ATLANTIC CITY — The Casino Control Commission will give MGM another 18 months to control the marketing and sale of its majority ownership in the Borgata Hotel Casino.
An amendment to a March 2010 settlement agreement between the Division of Gaming Enforcement and MGM Resorts International, Boyd Gaming and Marina District Development Company will extend the date from Sept. 24 to March 24, 2013, the commission reported today.
Acting Director David Rebuck of the state Division of Gaming Enforcement said he supported the commission’s decision.
“The 18-month extension should allow for a more positive result in the sale and does not raise any integrity issues with respect to the operation and control of the Borgata,” Rebuck said. “We’re confident that this will be beneficial to the overall stability and continuity of the Atlantic City casino gaming market.”
Under the initial settlement agreement, MGM was required to place its 50 percent interest in the Borgata into a divestiture trust. The agreement resulted from the Division’s investigation into the development and operation of MGM Grand Macau Hotel Casino in Macau, China, by Hong Kong businesswoman Pansy Ho, according to the division.
In the Division’s May 2009 Special Report, the joint venture partner in Macau was found to be unsuitable and MGM was directed to disengage itself from any business association with her.
MGM decided under the settlement to divest its interest in the Borgata rather than disengage from business with Ho.
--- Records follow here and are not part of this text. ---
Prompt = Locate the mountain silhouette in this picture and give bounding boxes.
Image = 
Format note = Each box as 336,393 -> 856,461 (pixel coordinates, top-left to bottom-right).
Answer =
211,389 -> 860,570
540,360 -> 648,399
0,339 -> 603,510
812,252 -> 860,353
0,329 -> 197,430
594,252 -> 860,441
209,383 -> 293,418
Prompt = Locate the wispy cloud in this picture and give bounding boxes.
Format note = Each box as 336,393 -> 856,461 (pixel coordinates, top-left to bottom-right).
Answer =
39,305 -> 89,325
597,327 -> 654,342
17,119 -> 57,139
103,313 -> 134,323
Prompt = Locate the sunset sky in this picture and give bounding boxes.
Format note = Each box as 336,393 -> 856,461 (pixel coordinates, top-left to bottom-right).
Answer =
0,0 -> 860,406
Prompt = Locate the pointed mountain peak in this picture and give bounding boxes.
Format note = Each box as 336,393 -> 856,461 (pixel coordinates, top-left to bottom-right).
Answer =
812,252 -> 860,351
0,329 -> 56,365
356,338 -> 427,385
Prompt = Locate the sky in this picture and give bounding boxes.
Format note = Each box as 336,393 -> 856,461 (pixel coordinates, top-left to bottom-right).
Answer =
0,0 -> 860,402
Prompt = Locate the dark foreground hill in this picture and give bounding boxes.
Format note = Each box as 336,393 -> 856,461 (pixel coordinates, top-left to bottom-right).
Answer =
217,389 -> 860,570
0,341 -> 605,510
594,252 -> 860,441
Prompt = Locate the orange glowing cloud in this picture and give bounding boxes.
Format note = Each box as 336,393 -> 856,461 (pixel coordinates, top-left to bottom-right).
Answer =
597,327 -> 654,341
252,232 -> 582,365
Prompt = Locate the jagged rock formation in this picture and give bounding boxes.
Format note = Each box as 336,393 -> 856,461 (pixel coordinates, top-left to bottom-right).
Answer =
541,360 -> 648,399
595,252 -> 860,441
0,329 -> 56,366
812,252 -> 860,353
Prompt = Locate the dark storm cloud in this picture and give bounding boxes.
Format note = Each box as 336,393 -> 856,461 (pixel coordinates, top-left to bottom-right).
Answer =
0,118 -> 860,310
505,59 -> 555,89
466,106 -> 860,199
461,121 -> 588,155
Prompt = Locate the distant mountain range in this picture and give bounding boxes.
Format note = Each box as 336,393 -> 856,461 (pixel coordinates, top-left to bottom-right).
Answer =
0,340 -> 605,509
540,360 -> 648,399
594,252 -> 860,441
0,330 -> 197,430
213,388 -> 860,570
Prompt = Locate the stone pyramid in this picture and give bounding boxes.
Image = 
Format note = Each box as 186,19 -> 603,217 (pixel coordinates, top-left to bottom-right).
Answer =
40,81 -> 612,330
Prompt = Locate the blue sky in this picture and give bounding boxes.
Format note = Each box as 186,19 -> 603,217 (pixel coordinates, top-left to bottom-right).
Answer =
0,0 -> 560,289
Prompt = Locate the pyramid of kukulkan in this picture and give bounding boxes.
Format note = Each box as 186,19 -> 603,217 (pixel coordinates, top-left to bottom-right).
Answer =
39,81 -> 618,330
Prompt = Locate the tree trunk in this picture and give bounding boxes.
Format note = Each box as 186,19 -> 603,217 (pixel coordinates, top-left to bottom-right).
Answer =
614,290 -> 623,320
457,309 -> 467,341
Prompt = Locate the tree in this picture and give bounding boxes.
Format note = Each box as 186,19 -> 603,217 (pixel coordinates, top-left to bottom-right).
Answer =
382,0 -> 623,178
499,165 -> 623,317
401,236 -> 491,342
MGM was required under the settlement to sell its interest in the Borgata within 30 months. MGM was granted control to complete the sale within the first 18 months. If no sale was made in that time, the trustee appointed by the Casino Control Commission would have sole authority to direct the sale process for the remaining 12 months.
The division said it found no evidence that the extension would affect its ability to ensure “the public confidence and trust in the credibility and integrity of the regulatory process and of casino operations.”
“The decision of the Borgata to join with MGM could only be prompted by a belief that the relief requested would be beneficial to all parties,” Rebuck added.